Budget 2024: Short-term wins for middle-income families; long-term issues still to be faced
ALSO: What does the Budget predict for child poverty rates; and how much weight does "social investment" really have?
Summary: Some are claiming this Budget continues Labour’s addition to spending; others accuse it of being an austerity or slash-and-burn Budget. In fact it is neither. It’s a Budget that’s squarely focused on reducing costs for middle-income families with children, but doesn’t address longer term problems with low productivity and high levels of poverty.
The key points
IDEA’s deep-dive analysis of the Budget is below, but our top-line takeaways are as follows:
The economy is in reasonable shape short-term, but has major long-term challenges;
There are large headline increases in spending for education and health, in particular, although just maintaining existing services will chew up most or all of this funding;
Inflation is tipped to fall to 2.2% next year, and unemployment back under 5% the following year;
There is little to move the economy onto a more productive, higher-skilled track in the long-term;
The Budget firmly targeted the “squeezed middle”, with tax cuts worth around $30 a week for two million Kiwis, and childcare rebates benefiting a smaller group;
Many of these initiatives, however, excluded or did little for the very poorest New Zealanders – and as a result, child poverty is tipped to stagnate or worsen; and
The much-touted social investment approach gets a modest $51m start.

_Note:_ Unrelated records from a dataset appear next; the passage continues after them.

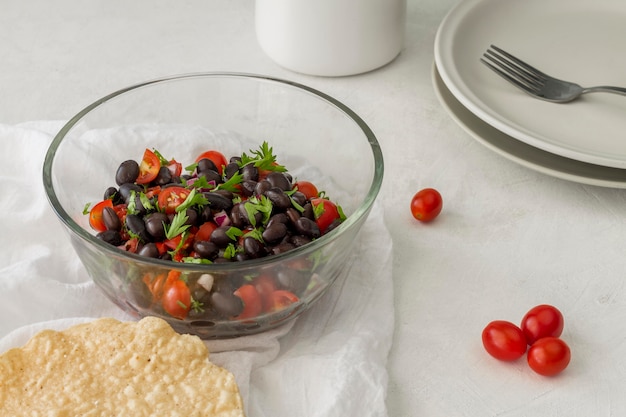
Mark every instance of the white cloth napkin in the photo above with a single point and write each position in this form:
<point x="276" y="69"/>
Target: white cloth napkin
<point x="331" y="361"/>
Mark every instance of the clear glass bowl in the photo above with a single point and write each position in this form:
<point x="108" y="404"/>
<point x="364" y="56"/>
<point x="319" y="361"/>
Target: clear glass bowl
<point x="316" y="137"/>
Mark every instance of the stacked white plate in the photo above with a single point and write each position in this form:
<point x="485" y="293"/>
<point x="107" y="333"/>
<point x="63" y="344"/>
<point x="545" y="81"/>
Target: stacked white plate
<point x="577" y="40"/>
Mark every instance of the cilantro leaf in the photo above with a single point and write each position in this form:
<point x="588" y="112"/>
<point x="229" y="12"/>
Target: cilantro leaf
<point x="177" y="226"/>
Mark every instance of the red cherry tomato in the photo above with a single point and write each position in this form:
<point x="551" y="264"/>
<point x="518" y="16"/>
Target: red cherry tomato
<point x="325" y="211"/>
<point x="252" y="304"/>
<point x="95" y="215"/>
<point x="172" y="197"/>
<point x="282" y="299"/>
<point x="307" y="188"/>
<point x="148" y="168"/>
<point x="542" y="321"/>
<point x="504" y="340"/>
<point x="176" y="299"/>
<point x="426" y="205"/>
<point x="549" y="356"/>
<point x="216" y="157"/>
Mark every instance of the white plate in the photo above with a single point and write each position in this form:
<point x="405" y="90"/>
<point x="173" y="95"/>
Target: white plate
<point x="523" y="154"/>
<point x="578" y="40"/>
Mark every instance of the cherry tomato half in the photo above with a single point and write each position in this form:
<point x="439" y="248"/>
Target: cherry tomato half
<point x="307" y="188"/>
<point x="252" y="304"/>
<point x="95" y="215"/>
<point x="426" y="205"/>
<point x="172" y="197"/>
<point x="504" y="340"/>
<point x="176" y="299"/>
<point x="216" y="157"/>
<point x="148" y="168"/>
<point x="326" y="212"/>
<point x="542" y="321"/>
<point x="549" y="356"/>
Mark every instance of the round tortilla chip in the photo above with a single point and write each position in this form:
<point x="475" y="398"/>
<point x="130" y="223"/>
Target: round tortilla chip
<point x="112" y="368"/>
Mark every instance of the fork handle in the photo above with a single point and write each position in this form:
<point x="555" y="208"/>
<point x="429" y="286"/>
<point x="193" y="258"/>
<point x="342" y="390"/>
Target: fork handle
<point x="606" y="89"/>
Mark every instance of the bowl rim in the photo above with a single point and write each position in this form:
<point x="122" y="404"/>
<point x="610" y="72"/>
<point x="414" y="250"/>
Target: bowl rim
<point x="361" y="211"/>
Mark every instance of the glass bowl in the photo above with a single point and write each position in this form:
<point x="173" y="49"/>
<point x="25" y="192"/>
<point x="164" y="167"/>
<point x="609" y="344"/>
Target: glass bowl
<point x="313" y="135"/>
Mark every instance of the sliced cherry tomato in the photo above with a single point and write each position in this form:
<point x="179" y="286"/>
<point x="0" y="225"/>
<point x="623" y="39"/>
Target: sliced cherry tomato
<point x="205" y="230"/>
<point x="542" y="321"/>
<point x="504" y="340"/>
<point x="549" y="356"/>
<point x="175" y="168"/>
<point x="426" y="205"/>
<point x="325" y="211"/>
<point x="172" y="197"/>
<point x="265" y="286"/>
<point x="307" y="188"/>
<point x="282" y="299"/>
<point x="95" y="215"/>
<point x="252" y="304"/>
<point x="148" y="168"/>
<point x="216" y="157"/>
<point x="176" y="299"/>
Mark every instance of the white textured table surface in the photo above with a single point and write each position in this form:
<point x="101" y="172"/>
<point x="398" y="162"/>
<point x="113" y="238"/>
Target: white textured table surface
<point x="508" y="238"/>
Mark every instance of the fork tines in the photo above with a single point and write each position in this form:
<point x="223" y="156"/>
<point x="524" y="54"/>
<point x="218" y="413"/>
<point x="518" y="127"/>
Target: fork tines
<point x="513" y="69"/>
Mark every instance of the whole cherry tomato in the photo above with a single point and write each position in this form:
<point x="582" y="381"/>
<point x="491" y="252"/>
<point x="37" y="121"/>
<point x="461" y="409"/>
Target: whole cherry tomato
<point x="426" y="205"/>
<point x="504" y="340"/>
<point x="95" y="215"/>
<point x="542" y="321"/>
<point x="549" y="356"/>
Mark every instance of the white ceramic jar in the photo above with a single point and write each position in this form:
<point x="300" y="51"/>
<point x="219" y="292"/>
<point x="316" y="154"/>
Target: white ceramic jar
<point x="331" y="37"/>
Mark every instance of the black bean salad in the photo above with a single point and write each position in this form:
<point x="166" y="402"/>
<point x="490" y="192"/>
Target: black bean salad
<point x="215" y="210"/>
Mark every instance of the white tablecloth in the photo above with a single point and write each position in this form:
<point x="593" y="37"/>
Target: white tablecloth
<point x="330" y="362"/>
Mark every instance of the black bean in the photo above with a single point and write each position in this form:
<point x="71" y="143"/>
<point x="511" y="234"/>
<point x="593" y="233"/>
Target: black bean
<point x="211" y="175"/>
<point x="231" y="169"/>
<point x="164" y="176"/>
<point x="261" y="187"/>
<point x="279" y="199"/>
<point x="282" y="248"/>
<point x="128" y="171"/>
<point x="112" y="237"/>
<point x="150" y="250"/>
<point x="274" y="232"/>
<point x="250" y="172"/>
<point x="299" y="240"/>
<point x="220" y="237"/>
<point x="206" y="249"/>
<point x="206" y="164"/>
<point x="155" y="225"/>
<point x="278" y="179"/>
<point x="110" y="219"/>
<point x="299" y="198"/>
<point x="218" y="202"/>
<point x="278" y="218"/>
<point x="226" y="304"/>
<point x="126" y="190"/>
<point x="307" y="227"/>
<point x="252" y="247"/>
<point x="135" y="225"/>
<point x="247" y="187"/>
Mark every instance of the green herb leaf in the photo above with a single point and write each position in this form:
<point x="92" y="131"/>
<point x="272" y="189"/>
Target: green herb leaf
<point x="263" y="158"/>
<point x="177" y="226"/>
<point x="230" y="184"/>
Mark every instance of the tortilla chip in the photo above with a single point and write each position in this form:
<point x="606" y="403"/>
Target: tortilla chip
<point x="112" y="368"/>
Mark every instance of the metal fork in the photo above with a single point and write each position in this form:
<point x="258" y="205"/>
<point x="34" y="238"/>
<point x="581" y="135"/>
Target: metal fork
<point x="535" y="82"/>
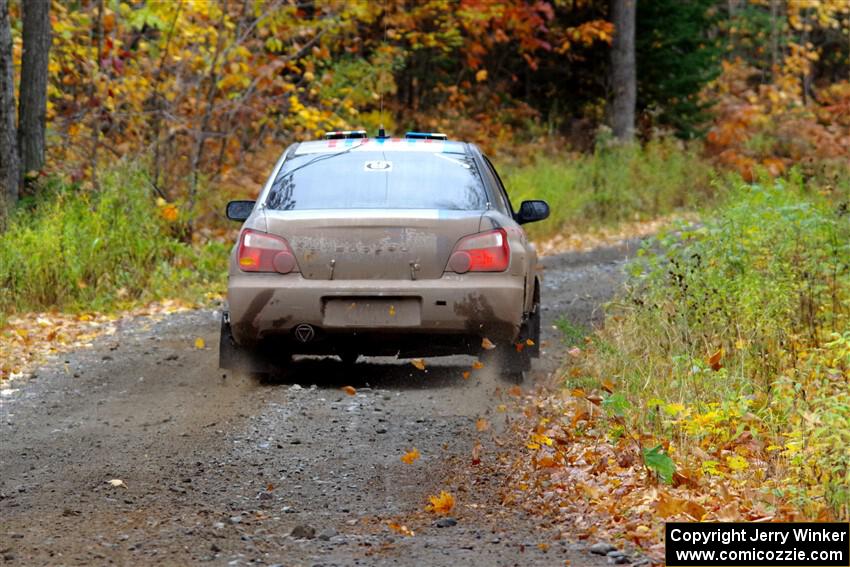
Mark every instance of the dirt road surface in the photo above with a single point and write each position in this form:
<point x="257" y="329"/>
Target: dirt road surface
<point x="222" y="469"/>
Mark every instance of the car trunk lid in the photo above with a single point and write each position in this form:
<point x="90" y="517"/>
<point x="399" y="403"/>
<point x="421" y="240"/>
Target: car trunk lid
<point x="348" y="244"/>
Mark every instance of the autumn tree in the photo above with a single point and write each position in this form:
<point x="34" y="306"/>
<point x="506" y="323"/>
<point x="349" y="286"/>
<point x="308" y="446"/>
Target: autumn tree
<point x="33" y="89"/>
<point x="8" y="137"/>
<point x="623" y="69"/>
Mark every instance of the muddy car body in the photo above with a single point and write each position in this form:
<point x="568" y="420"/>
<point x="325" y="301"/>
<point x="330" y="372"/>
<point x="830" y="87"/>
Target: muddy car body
<point x="384" y="246"/>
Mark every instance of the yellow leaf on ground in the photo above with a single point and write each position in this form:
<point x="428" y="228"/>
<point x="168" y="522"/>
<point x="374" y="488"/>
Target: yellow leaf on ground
<point x="401" y="529"/>
<point x="737" y="463"/>
<point x="714" y="360"/>
<point x="441" y="504"/>
<point x="410" y="456"/>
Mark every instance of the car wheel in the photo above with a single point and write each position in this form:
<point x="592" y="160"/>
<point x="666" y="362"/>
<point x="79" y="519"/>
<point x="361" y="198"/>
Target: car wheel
<point x="232" y="356"/>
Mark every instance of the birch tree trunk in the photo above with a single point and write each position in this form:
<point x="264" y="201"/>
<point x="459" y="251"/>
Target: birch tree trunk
<point x="623" y="69"/>
<point x="33" y="93"/>
<point x="9" y="162"/>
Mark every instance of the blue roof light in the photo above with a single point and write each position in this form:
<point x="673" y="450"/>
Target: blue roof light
<point x="426" y="136"/>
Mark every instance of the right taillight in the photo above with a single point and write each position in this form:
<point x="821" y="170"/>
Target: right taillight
<point x="262" y="252"/>
<point x="484" y="252"/>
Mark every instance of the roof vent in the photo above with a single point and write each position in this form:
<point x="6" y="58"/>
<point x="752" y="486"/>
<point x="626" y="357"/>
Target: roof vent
<point x="426" y="136"/>
<point x="345" y="134"/>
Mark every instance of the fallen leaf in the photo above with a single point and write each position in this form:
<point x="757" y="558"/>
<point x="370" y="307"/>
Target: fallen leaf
<point x="441" y="504"/>
<point x="409" y="457"/>
<point x="714" y="360"/>
<point x="401" y="529"/>
<point x="476" y="453"/>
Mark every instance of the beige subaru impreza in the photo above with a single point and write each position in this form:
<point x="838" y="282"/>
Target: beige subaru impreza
<point x="382" y="246"/>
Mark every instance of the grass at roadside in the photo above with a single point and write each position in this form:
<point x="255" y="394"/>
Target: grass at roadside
<point x="74" y="250"/>
<point x="722" y="372"/>
<point x="612" y="185"/>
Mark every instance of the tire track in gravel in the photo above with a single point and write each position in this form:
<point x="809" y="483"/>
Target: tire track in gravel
<point x="219" y="469"/>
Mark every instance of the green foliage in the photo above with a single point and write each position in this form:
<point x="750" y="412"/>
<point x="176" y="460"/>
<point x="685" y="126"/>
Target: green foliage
<point x="616" y="404"/>
<point x="79" y="250"/>
<point x="614" y="184"/>
<point x="676" y="57"/>
<point x="739" y="330"/>
<point x="571" y="334"/>
<point x="656" y="460"/>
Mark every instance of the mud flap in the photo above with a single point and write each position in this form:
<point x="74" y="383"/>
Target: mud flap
<point x="231" y="356"/>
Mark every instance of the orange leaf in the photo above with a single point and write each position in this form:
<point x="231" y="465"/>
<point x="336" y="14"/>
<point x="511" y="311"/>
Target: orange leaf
<point x="399" y="528"/>
<point x="714" y="360"/>
<point x="441" y="504"/>
<point x="410" y="456"/>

IDEA has suggested an alternative path that the government could, given its philosophical and pragmatic constraints, realistically follow. Again, more detail is provided below, but the key points are as follows:
a “bottom-up” government efficiency drive led by front-line staff;
using social investment to ramp up spending on effective programmes;
greater investment in retraining, upskilling and job placement schemes for beneficiaries;
in the long term, reverting to the previous policy of increasing benefits in line with wages rather than inflation; and
building tens of thousands of social houses through initiatives like “alliancing” arrangements with developers or greater use of off-site manufacturing.